Noce moscata: è un seme contenuto in una drupa (prodotta da Myristica fragrans).
Noce di cola: è un seme (prodotto da alberi del genere Cola).
Noce macadamia o Noce del Queensland: è un seme (prodotto dalla Macadamia integrifolia).
Noce d’acagiù o anacardio: è un achenio (prodotto da Anacardium occidentale).
Nocciolina o Arachide: è un seme contenuto in un baccello indeiscente (che non si apre) ”

Va bene, ma io volevo solo sapere cosa è una noce, una di quelle che consigliano di mangiarne tre al mattino perchè “fanno bene”, qui mi sono fatta una cultura tale che ora guarderò tutte le noci, le drupe, i semi con maggior rispetto.
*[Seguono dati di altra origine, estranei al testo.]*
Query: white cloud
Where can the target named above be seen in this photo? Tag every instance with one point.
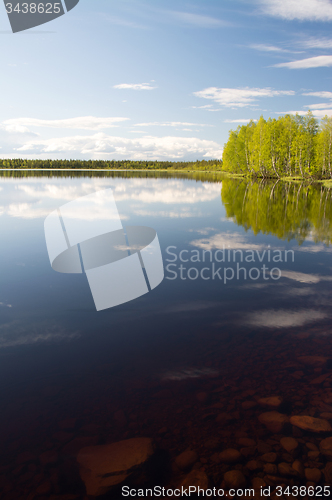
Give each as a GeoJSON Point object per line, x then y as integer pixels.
{"type": "Point", "coordinates": [303, 10]}
{"type": "Point", "coordinates": [244, 120]}
{"type": "Point", "coordinates": [319, 113]}
{"type": "Point", "coordinates": [239, 97]}
{"type": "Point", "coordinates": [225, 241]}
{"type": "Point", "coordinates": [310, 62]}
{"type": "Point", "coordinates": [82, 122]}
{"type": "Point", "coordinates": [180, 214]}
{"type": "Point", "coordinates": [174, 198]}
{"type": "Point", "coordinates": [317, 43]}
{"type": "Point", "coordinates": [171, 124]}
{"type": "Point", "coordinates": [322, 105]}
{"type": "Point", "coordinates": [135, 86]}
{"type": "Point", "coordinates": [283, 318]}
{"type": "Point", "coordinates": [267, 48]}
{"type": "Point", "coordinates": [323, 94]}
{"type": "Point", "coordinates": [136, 148]}
{"type": "Point", "coordinates": [198, 20]}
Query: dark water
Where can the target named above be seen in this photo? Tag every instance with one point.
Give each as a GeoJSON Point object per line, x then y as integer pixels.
{"type": "Point", "coordinates": [181, 363]}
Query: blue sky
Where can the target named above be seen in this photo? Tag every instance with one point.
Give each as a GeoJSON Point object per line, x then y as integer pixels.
{"type": "Point", "coordinates": [152, 79]}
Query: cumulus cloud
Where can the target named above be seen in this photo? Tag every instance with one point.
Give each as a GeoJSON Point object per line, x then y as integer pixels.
{"type": "Point", "coordinates": [267, 48]}
{"type": "Point", "coordinates": [135, 86]}
{"type": "Point", "coordinates": [119, 147]}
{"type": "Point", "coordinates": [198, 20]}
{"type": "Point", "coordinates": [322, 105]}
{"type": "Point", "coordinates": [310, 62]}
{"type": "Point", "coordinates": [239, 97]}
{"type": "Point", "coordinates": [243, 120]}
{"type": "Point", "coordinates": [319, 113]}
{"type": "Point", "coordinates": [317, 43]}
{"type": "Point", "coordinates": [81, 122]}
{"type": "Point", "coordinates": [303, 10]}
{"type": "Point", "coordinates": [323, 94]}
{"type": "Point", "coordinates": [171, 124]}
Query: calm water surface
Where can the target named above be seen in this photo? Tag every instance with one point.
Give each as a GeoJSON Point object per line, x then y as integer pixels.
{"type": "Point", "coordinates": [160, 365]}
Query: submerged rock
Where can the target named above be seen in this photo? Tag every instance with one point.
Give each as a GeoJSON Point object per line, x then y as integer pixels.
{"type": "Point", "coordinates": [310, 423]}
{"type": "Point", "coordinates": [196, 478]}
{"type": "Point", "coordinates": [273, 421]}
{"type": "Point", "coordinates": [234, 479]}
{"type": "Point", "coordinates": [326, 447]}
{"type": "Point", "coordinates": [102, 467]}
{"type": "Point", "coordinates": [186, 459]}
{"type": "Point", "coordinates": [271, 402]}
{"type": "Point", "coordinates": [230, 456]}
{"type": "Point", "coordinates": [289, 444]}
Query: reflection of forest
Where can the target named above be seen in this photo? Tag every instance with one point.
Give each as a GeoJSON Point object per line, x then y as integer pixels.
{"type": "Point", "coordinates": [125, 174]}
{"type": "Point", "coordinates": [286, 210]}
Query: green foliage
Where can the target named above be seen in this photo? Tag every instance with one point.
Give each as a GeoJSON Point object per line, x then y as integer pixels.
{"type": "Point", "coordinates": [287, 146]}
{"type": "Point", "coordinates": [287, 210]}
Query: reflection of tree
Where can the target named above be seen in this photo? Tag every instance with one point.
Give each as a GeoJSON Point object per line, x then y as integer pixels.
{"type": "Point", "coordinates": [286, 210]}
{"type": "Point", "coordinates": [289, 145]}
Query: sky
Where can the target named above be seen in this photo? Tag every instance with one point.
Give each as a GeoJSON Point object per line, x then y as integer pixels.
{"type": "Point", "coordinates": [157, 80]}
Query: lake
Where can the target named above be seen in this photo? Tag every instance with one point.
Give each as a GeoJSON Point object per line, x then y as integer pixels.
{"type": "Point", "coordinates": [243, 313]}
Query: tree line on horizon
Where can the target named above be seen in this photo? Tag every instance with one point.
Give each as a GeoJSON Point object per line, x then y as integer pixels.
{"type": "Point", "coordinates": [291, 145]}
{"type": "Point", "coordinates": [110, 164]}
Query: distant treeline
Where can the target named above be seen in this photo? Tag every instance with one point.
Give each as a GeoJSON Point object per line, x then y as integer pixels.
{"type": "Point", "coordinates": [112, 164]}
{"type": "Point", "coordinates": [288, 146]}
{"type": "Point", "coordinates": [202, 176]}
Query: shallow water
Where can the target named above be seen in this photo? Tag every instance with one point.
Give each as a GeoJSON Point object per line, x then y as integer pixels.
{"type": "Point", "coordinates": [72, 376]}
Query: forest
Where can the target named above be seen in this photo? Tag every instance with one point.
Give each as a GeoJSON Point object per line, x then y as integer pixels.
{"type": "Point", "coordinates": [291, 145]}
{"type": "Point", "coordinates": [287, 210]}
{"type": "Point", "coordinates": [201, 165]}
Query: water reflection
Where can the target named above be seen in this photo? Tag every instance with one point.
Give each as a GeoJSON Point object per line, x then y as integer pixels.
{"type": "Point", "coordinates": [192, 365]}
{"type": "Point", "coordinates": [284, 209]}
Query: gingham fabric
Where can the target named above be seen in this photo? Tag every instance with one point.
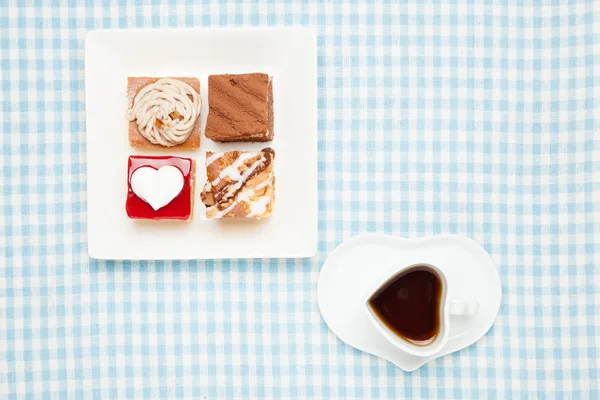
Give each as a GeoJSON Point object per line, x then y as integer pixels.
{"type": "Point", "coordinates": [465, 118]}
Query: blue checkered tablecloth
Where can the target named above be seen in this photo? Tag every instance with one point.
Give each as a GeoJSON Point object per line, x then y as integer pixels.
{"type": "Point", "coordinates": [467, 118]}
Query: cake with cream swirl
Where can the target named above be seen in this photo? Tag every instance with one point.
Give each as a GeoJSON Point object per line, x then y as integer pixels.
{"type": "Point", "coordinates": [164, 112]}
{"type": "Point", "coordinates": [240, 184]}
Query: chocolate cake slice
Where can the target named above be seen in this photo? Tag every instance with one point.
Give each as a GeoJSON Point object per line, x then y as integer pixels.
{"type": "Point", "coordinates": [240, 108]}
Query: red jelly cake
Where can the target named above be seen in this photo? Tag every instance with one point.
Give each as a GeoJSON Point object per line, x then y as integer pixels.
{"type": "Point", "coordinates": [160, 187]}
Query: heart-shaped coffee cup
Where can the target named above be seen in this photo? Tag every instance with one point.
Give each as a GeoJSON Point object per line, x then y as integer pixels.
{"type": "Point", "coordinates": [447, 308]}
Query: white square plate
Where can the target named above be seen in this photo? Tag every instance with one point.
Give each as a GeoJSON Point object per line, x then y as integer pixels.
{"type": "Point", "coordinates": [288, 55]}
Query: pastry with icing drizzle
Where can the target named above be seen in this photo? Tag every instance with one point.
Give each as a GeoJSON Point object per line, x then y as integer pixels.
{"type": "Point", "coordinates": [240, 184]}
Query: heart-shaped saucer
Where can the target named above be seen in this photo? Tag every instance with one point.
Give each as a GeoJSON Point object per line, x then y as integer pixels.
{"type": "Point", "coordinates": [352, 269]}
{"type": "Point", "coordinates": [157, 187]}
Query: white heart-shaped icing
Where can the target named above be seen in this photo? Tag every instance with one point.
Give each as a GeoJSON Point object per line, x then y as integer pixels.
{"type": "Point", "coordinates": [157, 187]}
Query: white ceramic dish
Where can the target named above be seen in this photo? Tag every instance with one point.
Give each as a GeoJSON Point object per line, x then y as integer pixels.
{"type": "Point", "coordinates": [287, 54]}
{"type": "Point", "coordinates": [353, 268]}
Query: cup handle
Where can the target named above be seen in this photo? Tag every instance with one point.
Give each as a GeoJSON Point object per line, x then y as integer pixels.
{"type": "Point", "coordinates": [460, 307]}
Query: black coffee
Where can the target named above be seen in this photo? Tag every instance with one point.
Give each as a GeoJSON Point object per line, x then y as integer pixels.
{"type": "Point", "coordinates": [409, 304]}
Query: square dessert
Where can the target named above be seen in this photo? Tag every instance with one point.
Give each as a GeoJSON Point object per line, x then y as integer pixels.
{"type": "Point", "coordinates": [160, 187]}
{"type": "Point", "coordinates": [240, 108]}
{"type": "Point", "coordinates": [163, 112]}
{"type": "Point", "coordinates": [240, 184]}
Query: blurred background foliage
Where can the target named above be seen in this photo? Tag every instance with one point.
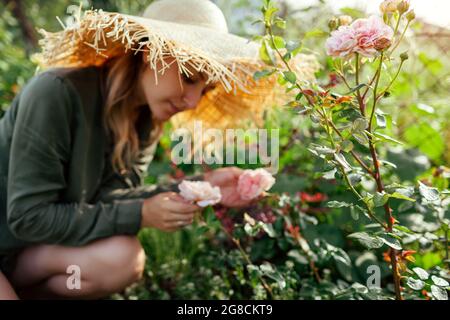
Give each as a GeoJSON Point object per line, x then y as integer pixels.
{"type": "Point", "coordinates": [185, 265]}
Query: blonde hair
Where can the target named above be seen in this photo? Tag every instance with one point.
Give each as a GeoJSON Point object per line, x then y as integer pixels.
{"type": "Point", "coordinates": [121, 111]}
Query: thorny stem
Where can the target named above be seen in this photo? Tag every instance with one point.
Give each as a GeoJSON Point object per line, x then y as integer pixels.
{"type": "Point", "coordinates": [362, 106]}
{"type": "Point", "coordinates": [380, 188]}
{"type": "Point", "coordinates": [369, 210]}
{"type": "Point", "coordinates": [377, 176]}
{"type": "Point", "coordinates": [375, 97]}
{"type": "Point", "coordinates": [311, 103]}
{"type": "Point", "coordinates": [401, 37]}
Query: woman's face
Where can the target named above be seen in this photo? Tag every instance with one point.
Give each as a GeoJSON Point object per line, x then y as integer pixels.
{"type": "Point", "coordinates": [174, 92]}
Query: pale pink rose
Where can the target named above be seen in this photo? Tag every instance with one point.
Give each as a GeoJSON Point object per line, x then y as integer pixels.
{"type": "Point", "coordinates": [200, 192]}
{"type": "Point", "coordinates": [342, 42]}
{"type": "Point", "coordinates": [389, 6]}
{"type": "Point", "coordinates": [253, 183]}
{"type": "Point", "coordinates": [372, 35]}
{"type": "Point", "coordinates": [365, 36]}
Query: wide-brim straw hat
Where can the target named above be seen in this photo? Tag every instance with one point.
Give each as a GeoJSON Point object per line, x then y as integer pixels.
{"type": "Point", "coordinates": [195, 33]}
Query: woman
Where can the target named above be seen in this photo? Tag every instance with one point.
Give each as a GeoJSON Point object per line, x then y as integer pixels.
{"type": "Point", "coordinates": [76, 142]}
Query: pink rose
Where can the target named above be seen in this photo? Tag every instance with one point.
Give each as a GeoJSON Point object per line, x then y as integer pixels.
{"type": "Point", "coordinates": [389, 6]}
{"type": "Point", "coordinates": [365, 36]}
{"type": "Point", "coordinates": [342, 42]}
{"type": "Point", "coordinates": [200, 192]}
{"type": "Point", "coordinates": [253, 183]}
{"type": "Point", "coordinates": [372, 35]}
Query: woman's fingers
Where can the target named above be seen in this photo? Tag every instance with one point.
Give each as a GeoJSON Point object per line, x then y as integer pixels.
{"type": "Point", "coordinates": [178, 204]}
{"type": "Point", "coordinates": [180, 217]}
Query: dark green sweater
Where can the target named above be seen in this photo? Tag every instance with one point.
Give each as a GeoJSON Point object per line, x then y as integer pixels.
{"type": "Point", "coordinates": [57, 185]}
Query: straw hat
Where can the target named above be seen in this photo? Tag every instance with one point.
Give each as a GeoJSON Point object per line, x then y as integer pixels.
{"type": "Point", "coordinates": [195, 33]}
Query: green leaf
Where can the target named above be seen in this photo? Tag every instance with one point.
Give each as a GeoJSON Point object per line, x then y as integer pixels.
{"type": "Point", "coordinates": [415, 284]}
{"type": "Point", "coordinates": [421, 273]}
{"type": "Point", "coordinates": [290, 76]}
{"type": "Point", "coordinates": [338, 204]}
{"type": "Point", "coordinates": [386, 138]}
{"type": "Point", "coordinates": [315, 33]}
{"type": "Point", "coordinates": [268, 14]}
{"type": "Point", "coordinates": [280, 23]}
{"type": "Point", "coordinates": [343, 263]}
{"type": "Point", "coordinates": [266, 54]}
{"type": "Point", "coordinates": [201, 230]}
{"type": "Point", "coordinates": [398, 195]}
{"type": "Point", "coordinates": [439, 293]}
{"type": "Point", "coordinates": [439, 281]}
{"type": "Point", "coordinates": [358, 87]}
{"type": "Point", "coordinates": [367, 240]}
{"type": "Point", "coordinates": [426, 138]}
{"type": "Point", "coordinates": [361, 137]}
{"type": "Point", "coordinates": [381, 121]}
{"type": "Point", "coordinates": [293, 47]}
{"type": "Point", "coordinates": [278, 41]}
{"type": "Point", "coordinates": [339, 157]}
{"type": "Point", "coordinates": [360, 124]}
{"type": "Point", "coordinates": [355, 210]}
{"type": "Point", "coordinates": [347, 146]}
{"type": "Point", "coordinates": [262, 74]}
{"type": "Point", "coordinates": [298, 257]}
{"type": "Point", "coordinates": [390, 241]}
{"type": "Point", "coordinates": [380, 199]}
{"type": "Point", "coordinates": [429, 193]}
{"type": "Point", "coordinates": [268, 228]}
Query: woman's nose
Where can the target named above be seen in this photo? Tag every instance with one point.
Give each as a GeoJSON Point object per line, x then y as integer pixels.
{"type": "Point", "coordinates": [192, 96]}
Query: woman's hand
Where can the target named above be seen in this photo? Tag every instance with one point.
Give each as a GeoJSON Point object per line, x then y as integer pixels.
{"type": "Point", "coordinates": [167, 211]}
{"type": "Point", "coordinates": [227, 180]}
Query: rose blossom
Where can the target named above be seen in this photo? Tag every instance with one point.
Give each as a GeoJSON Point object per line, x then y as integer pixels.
{"type": "Point", "coordinates": [201, 192]}
{"type": "Point", "coordinates": [342, 42]}
{"type": "Point", "coordinates": [253, 183]}
{"type": "Point", "coordinates": [372, 34]}
{"type": "Point", "coordinates": [389, 6]}
{"type": "Point", "coordinates": [365, 36]}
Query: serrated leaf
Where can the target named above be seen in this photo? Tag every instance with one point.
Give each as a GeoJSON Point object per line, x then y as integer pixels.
{"type": "Point", "coordinates": [381, 121]}
{"type": "Point", "coordinates": [439, 281]}
{"type": "Point", "coordinates": [429, 193]}
{"type": "Point", "coordinates": [262, 74]}
{"type": "Point", "coordinates": [439, 293]}
{"type": "Point", "coordinates": [386, 138]}
{"type": "Point", "coordinates": [338, 204]}
{"type": "Point", "coordinates": [290, 76]}
{"type": "Point", "coordinates": [423, 274]}
{"type": "Point", "coordinates": [360, 124]}
{"type": "Point", "coordinates": [358, 87]}
{"type": "Point", "coordinates": [266, 54]}
{"type": "Point", "coordinates": [415, 284]}
{"type": "Point", "coordinates": [380, 199]}
{"type": "Point", "coordinates": [391, 241]}
{"type": "Point", "coordinates": [368, 241]}
{"type": "Point", "coordinates": [347, 146]}
{"type": "Point", "coordinates": [268, 228]}
{"type": "Point", "coordinates": [278, 43]}
{"type": "Point", "coordinates": [297, 256]}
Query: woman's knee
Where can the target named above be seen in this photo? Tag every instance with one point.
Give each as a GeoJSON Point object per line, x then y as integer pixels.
{"type": "Point", "coordinates": [121, 261]}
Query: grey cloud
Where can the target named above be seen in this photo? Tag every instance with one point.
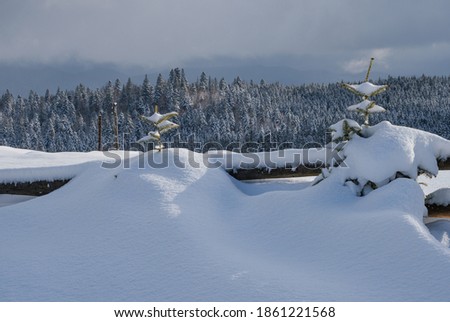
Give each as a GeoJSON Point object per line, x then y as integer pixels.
{"type": "Point", "coordinates": [165, 33]}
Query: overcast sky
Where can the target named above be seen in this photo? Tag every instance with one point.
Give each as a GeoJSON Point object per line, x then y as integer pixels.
{"type": "Point", "coordinates": [339, 36]}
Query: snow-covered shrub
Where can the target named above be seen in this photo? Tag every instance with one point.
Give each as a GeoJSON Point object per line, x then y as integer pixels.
{"type": "Point", "coordinates": [382, 153]}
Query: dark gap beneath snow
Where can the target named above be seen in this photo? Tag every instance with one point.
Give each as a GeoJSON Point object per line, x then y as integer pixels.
{"type": "Point", "coordinates": [261, 173]}
{"type": "Point", "coordinates": [36, 188]}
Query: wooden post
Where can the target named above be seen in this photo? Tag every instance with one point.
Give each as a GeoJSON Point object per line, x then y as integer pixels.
{"type": "Point", "coordinates": [368, 70]}
{"type": "Point", "coordinates": [116, 127]}
{"type": "Point", "coordinates": [99, 127]}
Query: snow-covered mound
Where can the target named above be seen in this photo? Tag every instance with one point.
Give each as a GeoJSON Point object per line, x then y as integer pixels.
{"type": "Point", "coordinates": [193, 233]}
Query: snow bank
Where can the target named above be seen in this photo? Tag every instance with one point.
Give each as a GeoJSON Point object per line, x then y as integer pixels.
{"type": "Point", "coordinates": [189, 233]}
{"type": "Point", "coordinates": [19, 165]}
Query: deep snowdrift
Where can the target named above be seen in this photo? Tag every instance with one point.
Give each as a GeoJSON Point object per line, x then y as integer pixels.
{"type": "Point", "coordinates": [196, 234]}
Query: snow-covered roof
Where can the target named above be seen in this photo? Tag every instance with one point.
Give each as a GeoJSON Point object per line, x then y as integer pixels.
{"type": "Point", "coordinates": [152, 136]}
{"type": "Point", "coordinates": [366, 105]}
{"type": "Point", "coordinates": [165, 126]}
{"type": "Point", "coordinates": [366, 89]}
{"type": "Point", "coordinates": [157, 118]}
{"type": "Point", "coordinates": [386, 150]}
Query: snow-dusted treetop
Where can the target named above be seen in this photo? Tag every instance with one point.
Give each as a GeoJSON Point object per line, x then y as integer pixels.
{"type": "Point", "coordinates": [162, 124]}
{"type": "Point", "coordinates": [344, 129]}
{"type": "Point", "coordinates": [366, 89]}
{"type": "Point", "coordinates": [384, 152]}
{"type": "Point", "coordinates": [366, 105]}
{"type": "Point", "coordinates": [157, 118]}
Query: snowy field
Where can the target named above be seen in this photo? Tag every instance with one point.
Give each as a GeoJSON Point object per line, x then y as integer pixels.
{"type": "Point", "coordinates": [140, 233]}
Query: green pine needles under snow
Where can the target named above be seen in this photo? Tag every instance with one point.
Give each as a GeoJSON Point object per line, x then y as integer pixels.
{"type": "Point", "coordinates": [212, 110]}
Tra l’altro le persone che consumano noci abitualmente corrono meno rischi di subire cardiopatie coronariche e le noci possono diminuire le concentrazioni del colesterolo LDL.

Oltre ai benefici cardiaci, le noci generalmente hanno un bassissimo indice glicemico (GI), inoltre sono ricche di sali minerali e di vitamine B, di Omega-3, calcio, magnesio, acido folico e antiossidanti che prevengono l’artrite e rendono la pelle più bella.

Ora che so tutto sulle noci ( ma che peso….) passo alla salvia, no, mi rifiuto…ho già mal di testa per aver letto e scritto sulle noci, la salvia è troppo complicata. Mi soffermo solo a dire che è una bellissima piante della famiglia del timo e della menta. Non solo le foglie sono commestibili, ma io preparo anche dei mazzolini odorosi con altre piante  profumate e dei fiori del giardino.

In questa ricetta invece l’ho messa assieme alle patate e alle noci, risultato…facile, gustosa, diversa.

INGREDIENTI:

  • 500 gr di patate (ovviamente le dosi sono secondo necessità)
  • 10 noci
  • foglie di salvia
  • burro
  • una cipolla
  • sale pepe

Ho pulito e tagliato a pezzetti le patate e le ho fatte cuocere a vapore. Ho sminuzzato grossolanamente le noci e la salvia, poi ho fatto sciogliere il burro in una padella per soffriggere la cipolla sminuzzata, ho completato con le patate, le noci e la salvia, insaporito con sale e pepe, mescolato bene e servito.

Dirò che è un’insalata insolita (gioco di parole…) però è molto gustosa e in più fa bene.